Presently the desired peasantry appeared, shepherded along by dirty and profane Gothic officers. The bridge was carpeted with pikes dropped in flight; the recruits were armed with these and put in the front line. They filled the gap nicely. Just to encourage them, Padway posted Goths behind them, holding sword points against their kidneys.

Now, if Bloody John would let him alone for a while, he could set about the delicate operation of getting his whole force back across the bridge without exposing any part of it to slaughter.

But Bloody John had no such intention. On came two big bodies of horse, aimed at the flanking Gothic cavalry.

Padway couldn't see what was happening, exactly, between the dust and the ranks of heads and shoulders in the way. But by the diminishing clatter he judged his men were being driven off. Then came some cuirassiers galloping at the archers, forcing them off the top of the bank again. The cuirassiers strung their bows, and for a few seconds Goths and Imperialists twanged arrows at each other. Then the Goths began slipping off up and down the river, and swimming across.

Finally, on came the Gepids and Lombards, roaring like lions. This time there wouldn't be any arrow fire to slow them up. Bigger and bigger loomed the onrushing mass of longhaired giants on their huge horses, waving their huge axes.

Padway felt the way a violin string must the moment before it snaps.

There was a violent commotion in his own ranks right in front of him. The backs of the Goths were replaced by the brown faces of the peasants. These had dropped their pikes and clawed their way back through the ranks, sword points or no sword points. Padway had a glimpse of their popping eyes, their mouths gaping in screams of terror, and he was bowled over by the wave. They stepped all over him. He squirmed and kicked like a newt on a hook, wondering when the bare feet of the Italians would be succeeded by the hoofs of the hostile cavalry. The Italo-Gothic kingdom was done for, and all his work for nothing.

The pressure and the pounding let up. A battered Padway untangled himself from those who had tripped over him. His whole line had begun to give way, but then had been frozen in the act, staring—all but a Goth in front of him who was killing an Italian.

The Imperialist heavy cavalry was not to be seen. The dust was so thick that nothing much could be seen. From beyond the pall in front of Padway's position came tramplings and shoutings and clatterings.

"What's happened?" yelled Padway. Nobody answered. There was nothing to be seen in front of them but dust, dust, dust. A couple of riderless horses ran dimly past them through it, seeming to drift by like fish in a muddy aquarium tank.

Then a man appeared, running on foot.
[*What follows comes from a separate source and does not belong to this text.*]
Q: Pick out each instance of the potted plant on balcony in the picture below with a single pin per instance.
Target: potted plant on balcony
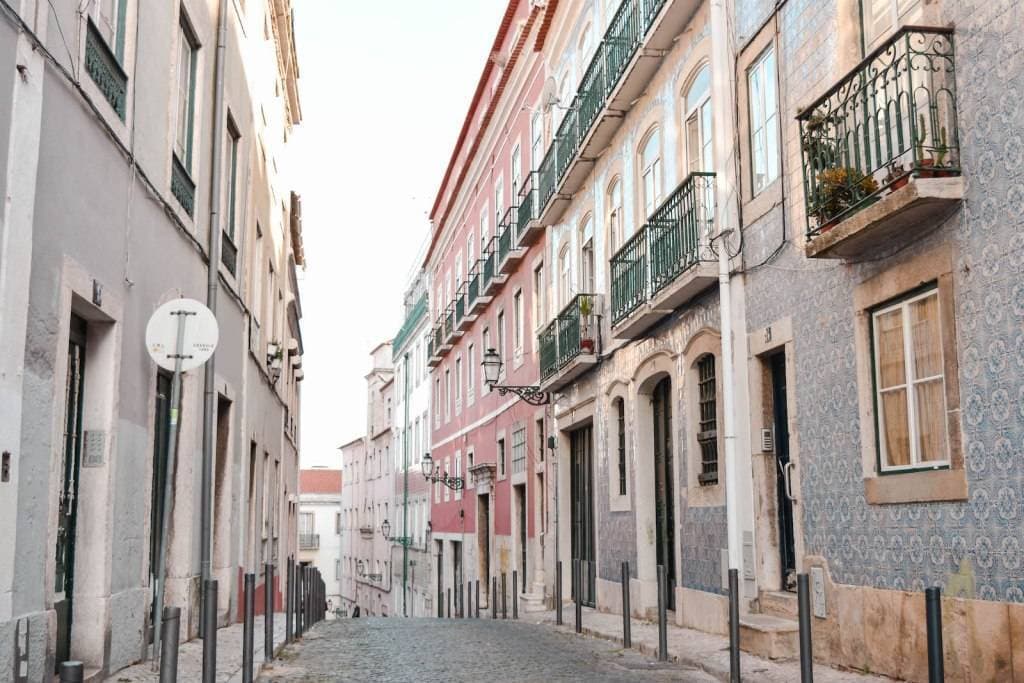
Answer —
(840, 189)
(587, 342)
As he slowed down and walked up to the line of spears, Padway saw that he was a Lombard.

While Padway was wondering if this was some lunatic out to tackle his army single-handed, the man shouted: "Armaio! Mercy!" The Goths exchanged startled glances.

Then a couple of more barbarians appeared, one of them leading a horse. They yelled: "Armaio, timrja! Mercy, comrade! Armaio, frijond! Mercy, friend!"

A plumed Imperial cuirassier rode up behind them, shouting in Latin: "Amicus!" Then appeared whole companies of Imperialists, horse and foot, German, Slav, Hun, and Anatolian mixed, bawling, "Mercy, friend!" in a score of languages.

A solid group of horsemen with a Gothic standard in their midst rode through the Imperialists. Padway recognized a tall, brown-bearded figure in their midst. He croaked: "Belisarius!"

The Thracian came up, leaned over, and shook hands. "Martinus! I didn't know you with all that dust on your face. I was afraid I'd be too late. We've been riding hard since dawn. We hit them in the rear, and that was all there was to it. We've got Bloody John, and your King Urias is safe. What shall we do with all these prisoners? There must be twenty or thirty thousand of them at least."

Padway rocked a little on his feet. "Oh, round them up and put them in a camp or something. I don't really care. I'm going to sleep on my feet in another minute."